My confidence was sky high after my first successful attempt at overtaking. The road was clear ahead and there was nothing in the rear vision mirror, not even my passengers. For some reason they had all decided to practice one of those exercises they show you on planes where you put your head between your legs after the oxygen masks have descended.
The pursuit of the ultimate Grecian beach had now taken us off the bitumen and down a donkey track with an incline ratio more severe than a space shot reentry. Huge runnels soon appeared across the road and Skoda began to lurch and bottom as if it was about to pull out of a Sydney to Hobart. To my left, not more than a meter away was a bottomless ravine. To my right a sheer rock wall. Somewhere ahead was the perfect beach and behind were the lazy delights of a thousand tavernas.
I didn’t hesitate. I stood on the anchors and prayed. Skoda responded, bonnet dipping and suspension exhausted and near collapse.

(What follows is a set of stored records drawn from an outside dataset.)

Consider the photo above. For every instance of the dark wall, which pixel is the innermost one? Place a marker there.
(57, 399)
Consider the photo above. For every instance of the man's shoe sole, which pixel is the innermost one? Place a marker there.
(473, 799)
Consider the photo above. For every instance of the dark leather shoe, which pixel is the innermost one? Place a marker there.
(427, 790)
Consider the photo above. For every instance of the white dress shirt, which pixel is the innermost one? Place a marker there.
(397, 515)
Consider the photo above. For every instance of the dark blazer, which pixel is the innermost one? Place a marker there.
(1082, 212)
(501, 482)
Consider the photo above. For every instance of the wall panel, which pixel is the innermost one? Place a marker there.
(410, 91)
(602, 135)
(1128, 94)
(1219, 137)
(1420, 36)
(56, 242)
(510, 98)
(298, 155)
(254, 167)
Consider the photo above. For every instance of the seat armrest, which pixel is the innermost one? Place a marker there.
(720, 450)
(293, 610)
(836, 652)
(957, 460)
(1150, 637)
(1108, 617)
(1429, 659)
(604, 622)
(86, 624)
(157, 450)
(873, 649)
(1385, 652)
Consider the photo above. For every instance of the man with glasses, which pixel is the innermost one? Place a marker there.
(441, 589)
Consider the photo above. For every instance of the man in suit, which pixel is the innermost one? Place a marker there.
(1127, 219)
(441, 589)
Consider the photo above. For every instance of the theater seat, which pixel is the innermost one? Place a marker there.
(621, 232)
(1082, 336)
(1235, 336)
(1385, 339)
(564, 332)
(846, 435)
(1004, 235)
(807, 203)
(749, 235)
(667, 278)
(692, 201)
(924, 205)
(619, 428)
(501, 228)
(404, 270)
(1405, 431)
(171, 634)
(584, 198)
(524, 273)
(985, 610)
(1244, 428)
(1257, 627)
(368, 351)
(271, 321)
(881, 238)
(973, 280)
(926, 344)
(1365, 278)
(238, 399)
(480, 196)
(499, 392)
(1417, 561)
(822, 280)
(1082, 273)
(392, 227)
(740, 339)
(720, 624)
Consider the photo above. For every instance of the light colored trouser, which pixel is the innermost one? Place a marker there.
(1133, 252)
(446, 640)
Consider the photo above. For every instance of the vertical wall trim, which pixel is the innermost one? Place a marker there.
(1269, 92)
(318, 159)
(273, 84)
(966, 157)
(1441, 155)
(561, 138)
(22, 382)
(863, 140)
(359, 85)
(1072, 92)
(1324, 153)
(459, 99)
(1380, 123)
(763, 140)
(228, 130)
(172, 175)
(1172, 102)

Thirty minutes later we hobbled into the beautiful tiny fishing village of Avlemenos. Who needs the perfect beach when you can have the perfect taverna?
Skoda’s doors squeaked painfully as we unpeeled from the vinyl into the midday heat. There is something scary about this time of day in a treeless village. The rocks have the power and nothing moves, nothing makes a sound, no person or animal can be seen. The silence is thick and heavy. Breathing seems harder and the sun simply forces the eyes to narrow and eventually close. Neither man nor machine should move until the sun storm disappears into the west.

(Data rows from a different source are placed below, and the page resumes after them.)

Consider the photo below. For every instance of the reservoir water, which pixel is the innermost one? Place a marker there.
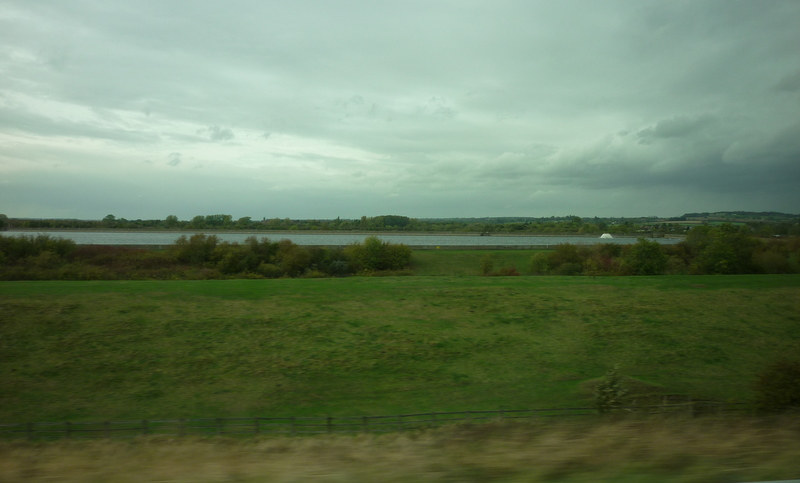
(420, 240)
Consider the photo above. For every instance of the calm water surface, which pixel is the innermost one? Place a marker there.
(332, 239)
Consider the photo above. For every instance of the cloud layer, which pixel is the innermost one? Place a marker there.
(311, 109)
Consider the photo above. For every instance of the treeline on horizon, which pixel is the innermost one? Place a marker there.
(724, 249)
(761, 224)
(199, 257)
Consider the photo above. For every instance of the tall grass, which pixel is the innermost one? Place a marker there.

The owner of the taverna looked as though he had been shot. He slept face down on a table, slumped in a chair, one arm hanging, its fingers just touching the stone floor.

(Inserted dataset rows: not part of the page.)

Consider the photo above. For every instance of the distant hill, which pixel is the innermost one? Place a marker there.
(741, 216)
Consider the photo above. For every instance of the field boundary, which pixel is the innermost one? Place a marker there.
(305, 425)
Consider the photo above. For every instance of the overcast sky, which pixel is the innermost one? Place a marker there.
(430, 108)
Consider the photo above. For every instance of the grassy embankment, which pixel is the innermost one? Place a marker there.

“I’d kill for a beer” I thought as I prepared to exhume our host.
His daughter saved me from the scary job. She looked as though she’d been asleep under the stove when she appeared from the kitchen but remarkably she still had some sense of hospitality, or a terribly strong need for a drachma or two.
Whatever her motivation, she will be remembered forever as our Greek Florence Nightingale, carrying her trays of beer, bread, tomatoes, cucumber, olives, sardines, feta, yogurt, calamari, mackerel, okra and more. Perfection beneath the Bougainvillea….and not a sandy beach in sight!
In Aussie pub style we downed the tucker like a mixed grill counterie, scoffed two more beers and decided to get on the road again.
But we had forgotten about Skoda, left alone under the slimmest shade of a scrawny Mediterranean pine. He had gone to sleep and could not be woken. No amount of encouragement worked. And then we saw the remains of a puddle beside the driver’s front wheel. Skoda had boiled and there was nothing to do but return to the taverna, sit in the shade and wait for the cool of the evening before attempting the trip home.
After knocking back about 10 litres of water at eight that night Skoda revived. Its cross eyed headlights guided us back along the narrow roads, through the old Hora, down the mountain, over our ancient bridge and back to the rent-a-car shop/bakery/cafe/travel agency.
“You had good day?” said Spiros, rent-a-car tycoon/baker/waiter and travel agent.
“Kala, poli kala” (good, very good) I responded in near perfect Greek.
As I closed the hatch back after a fruitless search for a lost thong I saw for the first time Skoda’s full name; “Skoda 1100 Favourit.”